Community Banks to Face Increasing Problems from Deposits, Study Finds

By Lisa Getter

The deposit problems already plaguing community banks are not going away. And they may be even more serious than anticipated, according to Deposit Dilemma:  10 Interesting and Surprising Trends from 2018, a new Invictus Group white paper.

The paper explores the movement of deposits, looking at the issue by size of bank and type of deposit, and how deposits faired against loans in the years since the financial crisis, with a focus on 2018.  The groundbreaking analysis was based on public data as well as proprietary data and analytics from the Invictus BankGenome™ intelligence system, which includes loan-level and deposit-level data from banks across the country.

The study found that:

  • The mediocre growth in total deposits last year was at its lowest level in 10 years.
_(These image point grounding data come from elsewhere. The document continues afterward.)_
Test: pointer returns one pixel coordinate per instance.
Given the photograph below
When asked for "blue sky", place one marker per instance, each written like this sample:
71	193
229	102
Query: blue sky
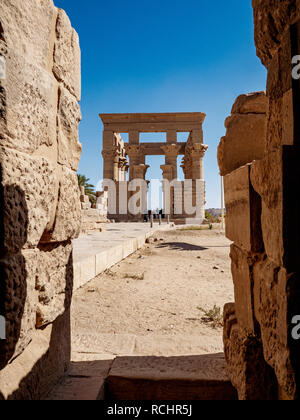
163	56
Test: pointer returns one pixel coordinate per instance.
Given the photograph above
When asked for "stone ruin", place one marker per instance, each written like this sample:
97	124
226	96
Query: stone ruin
93	219
178	195
40	86
259	158
40	210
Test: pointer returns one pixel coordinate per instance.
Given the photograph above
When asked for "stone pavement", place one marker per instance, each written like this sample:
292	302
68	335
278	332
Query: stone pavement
97	252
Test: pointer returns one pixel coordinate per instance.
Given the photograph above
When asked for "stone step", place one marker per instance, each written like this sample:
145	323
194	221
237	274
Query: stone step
148	345
85	380
169	378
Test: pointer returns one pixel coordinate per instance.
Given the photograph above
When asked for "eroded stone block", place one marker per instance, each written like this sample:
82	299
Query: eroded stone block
69	116
27	193
271	19
247	369
266	178
54	282
243	206
27	28
68	214
271	301
17	303
67	55
244	142
241	266
252	103
28	103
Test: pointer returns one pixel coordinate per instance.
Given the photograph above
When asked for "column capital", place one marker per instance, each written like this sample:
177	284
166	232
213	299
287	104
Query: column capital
171	149
140	171
198	150
135	150
167	169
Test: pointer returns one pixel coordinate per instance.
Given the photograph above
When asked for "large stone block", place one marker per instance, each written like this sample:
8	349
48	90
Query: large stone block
243	211
241	266
267	180
252	103
69	116
27	193
245	141
271	303
28	103
271	19
54	282
17	303
67	55
27	28
248	371
277	180
68	214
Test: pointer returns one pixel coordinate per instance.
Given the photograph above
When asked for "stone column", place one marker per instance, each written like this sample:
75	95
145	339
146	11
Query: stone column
171	136
171	153
136	157
134	137
168	196
197	136
109	164
197	153
140	171
109	142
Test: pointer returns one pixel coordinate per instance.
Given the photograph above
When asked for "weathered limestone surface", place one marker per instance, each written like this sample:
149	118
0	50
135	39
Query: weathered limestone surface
263	205
39	198
271	20
243	204
68	213
69	116
245	138
54	282
67	57
115	164
28	189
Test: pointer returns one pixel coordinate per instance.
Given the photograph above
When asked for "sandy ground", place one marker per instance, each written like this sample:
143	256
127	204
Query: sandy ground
159	290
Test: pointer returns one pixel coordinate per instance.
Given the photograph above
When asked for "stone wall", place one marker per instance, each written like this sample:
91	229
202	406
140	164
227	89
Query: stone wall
261	169
40	86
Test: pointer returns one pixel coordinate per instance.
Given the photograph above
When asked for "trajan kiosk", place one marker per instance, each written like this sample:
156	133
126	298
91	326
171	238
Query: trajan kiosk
184	200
Perhaps more importantly, growth occurred at just a handful of institutions, and primarily within price-sensitive instruments, such as certificates of deposit (CDs) and money market demand accounts (MMDAs).
  • The deposit threat to community banks from the four money center banks has yet to emerge, but complacency is not an option. Those four banks (JPMorgan, Bank of America, Wells Fargo, and Citibank) experienced lower deposit growth rates than banks of smaller asset-sized tiers in 2018, likely because of the Federal Reserve’s balance sheet normalization process. These banks are well-positioned to become highly competitive in snaring deposits going forward.
  • While transaction accounts, the highest quality form of deposits, grew by $59.5 million in 2018, almost all the growth (98 percent) was captured by Bank of America. Regional banks with assets between $10 billion to $50 billion had a 3.4 percent decline in transaction accounts, while community banks with assets of $1 billion to $10 billion experienced a 4 percent drop.
  • Community and regional banks were increasingly dependent on MMDAs and CDs to compensate for lost transaction accounts and fund growth in 2018. Retail time deposits represented 36 percent of the total growth in deposits for these banks; yet they only represented 9 percent of total deposits at the end of 2017.  This is a big problem, since retail time deposits are becoming increasingly competitive on price in a digital landscape and the large banks are poised to win a disproportionate share of the future growth.
  • Although MMDAs grew by $85 billion for the industry in 2018, $72 billion or 85% of this growth came from two institutions: Charles Schwab and TD Bank (the parent of Ameritrade).  The study concludes that this growth was likely due to money leaving the stock market at the end of 2018 and is not representative of the so-called raw materials that commercial banks would use to fund loan growth.
  • The smaller the bank, the far more likely that deposit growth failed to keep up with loan growth. Community banks with between $1 billion to 10 billion in total assets saw an incremental loan-to-deposit (LTD) ratio of a troubling 115% percent in 2018.  About 54 percent of banks in this asset size tier have an LTD ratio of 90 percent or greater, a sure sign that the community bank deposit dilemma will eventually lead to curtailed growth, margin compression, liquidity stress, or any combination of these challenges for many community banks.

The study cautions that even if the Fed delays further rate hikes and slows down the pace of QE reversal, these problems will only get worse for community banks.

Even savings accounts may come into play. While these accounts were stable in 2018, they are likely then next battleground in the digital arena, with many online banks beginning to offer interest rates that approach those on CDs, the study notes.

“The deposit situation for community banks is getting increasingly serious,” says Adam Mustafa, the study’s author.

“The only practical solution for those banks with high LTD ratios is M&A,” Mustafa says.  “At minimum, the right acquisition of a bank with a healthy amount of excess deposits and favorable loan rate absorption provides an insurance policy against the situation getting far worse.”

He said the Fed’s decision to slow down is good news for community banks because it gives them time to act. “Hoping for falling rates is not a strategy and if rates fall, we are likely in a recession, which presents a different and perhaps even worse situation for community banks,” he says.